Très vite, elle confia au docteur Di Bonna, son psychiatre, avec lequel elle avait un entretien tous les deux jours, que si cette vague dépressive était la plus puissante de sa vie, elle en avait traversé d’autres depuis l’enfance. Elle s’était depuis toujours sentie ralentie par quelque chose, une ombre tenace, une sorte de monstre, hydre à sept têtes qui semblait être venue au monde avec elle pour repousser tout assaut de joie. Petite fille, elle rusait pour détourner son attention, et s’égayer malgré tout en raclant les fonds de son ardeur d’enfant, mais les circonstances l’avaient tant affaiblie ces derniers temps que le monstre en avait profité pour se déployer.
Cet aveu d’antécédent permit au médecin d’aider sa patiente à comprendre qu’elle n’était pas plus responsable de sa maladie qu’un diabétique ne l’était de son dysfonctionnement glycémique. Il troqua l’image de l’hydre par celle du handicap : elle avait une jambe dans le plâtre et la société lui demandait de courir. Il fallait épouser la lenteur le temps de la guérison. Elle rentrerait dans la mêlée plus tard. Quand elle en sentirait la nécessité.

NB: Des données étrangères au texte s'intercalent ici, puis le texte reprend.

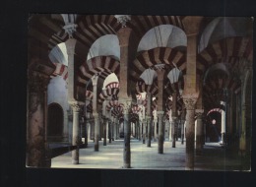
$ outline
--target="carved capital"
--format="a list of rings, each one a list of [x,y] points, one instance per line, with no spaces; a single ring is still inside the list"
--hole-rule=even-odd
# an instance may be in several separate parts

Ses crises d’épilepsie s’espacèrent. Le psychiatre identifia la bonne chimie pour elle. Il détermina aussi ce qu’il appelait « le mantra ad hoc », car selon lui, tout traitement devait être accompagné d’une formule spécifique à chaque patient. Pour Mona, il en distingua une qu’il attribuait à Hippocrate : Ars longa, vita brevis. L’art est long, la vie est courte. Mona se reconnut dans cette tension du réel. Ce n’était pas elle qui était inapte à la vie, c’était l’art de vivre qui était long à apprendre. Personne n’y parvenait vraiment. Il fallait donc faire au mieux. Cette sentence lui convint bien davantage que celles essayées par le docteur auparavant : l’Audaces fortuna juvat, de Virgile – la fortune sourit aux audacieux –, avait paralysé la jeune femme pendant quinze jours. Une amie d’internement avait compati : « Peut-on parler d’audace aux éclopées gavées de médocs que nous sommes ? »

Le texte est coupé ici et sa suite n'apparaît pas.